$N$ real numbers such that many $9$-sets have integer sum.

Question

We have $N\geq 9$ distinct positive reals numbers in range $[0,1)$ such that whenever we pick $8$ of them, there is another one (different from the first $8$) so that their sum is an integer. What are the possible values of $N$?

Clearly $N=9$ works, just take $9$ distinct reals adding to $1$. But I have not been able to figure out other values. However, we can notice that there are at least $\frac{\binom{N}{8}}{9}$ subsets of $9$ elements which have an integer sum, and this sum must be among $\{1,2,3,4,5,6,7,8\}$. So at least one of the numbers appears at least $\frac{\binom{N}{8}}{72}$ times. I get a feeling that this is impossible for large $N$.

Answer 1

Partial result: The case $N=10$ is impossible.
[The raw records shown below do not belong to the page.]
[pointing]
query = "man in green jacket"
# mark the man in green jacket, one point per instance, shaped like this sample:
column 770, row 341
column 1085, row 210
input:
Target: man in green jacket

Pf: Suppose we had $10$ of them, sorted as $0<a_1<\cdots <a_{10}$.

let $x=a_1+\cdots a_8$ We know that either $x+a_9$ or $x+a_{10}$ is an integer.

Remark: they can't both be integers as $0<a_{10}-a_9<1$

Case I: $x+a_9$ is an integer.

Then define $y=a_2+\cdots +a_8+a_{10}$ Which of $a_1$ and $a_9$ should we add to get an integer? It can't be $a_1$ by the remark above, so it must be $a_9$. But then $(y+a_9)-(x+a_9)=y-x=a_{10}-a_1 \in \mathbb Z$, a contradiction.

Case II: $x+a_{10}$ is an integer.

Then define $y=a_2+\cdots a_{9}$ Which of $a_1$ and $a_{10}$ should we add to get an integer? It can't be $a_1$ by the remark above, so it must be $a_{10}$. But then $(y+a_{10})-(x+a_{10})=y-x=a_{9}-a_1 \in \mathbb Z$, a contradiction.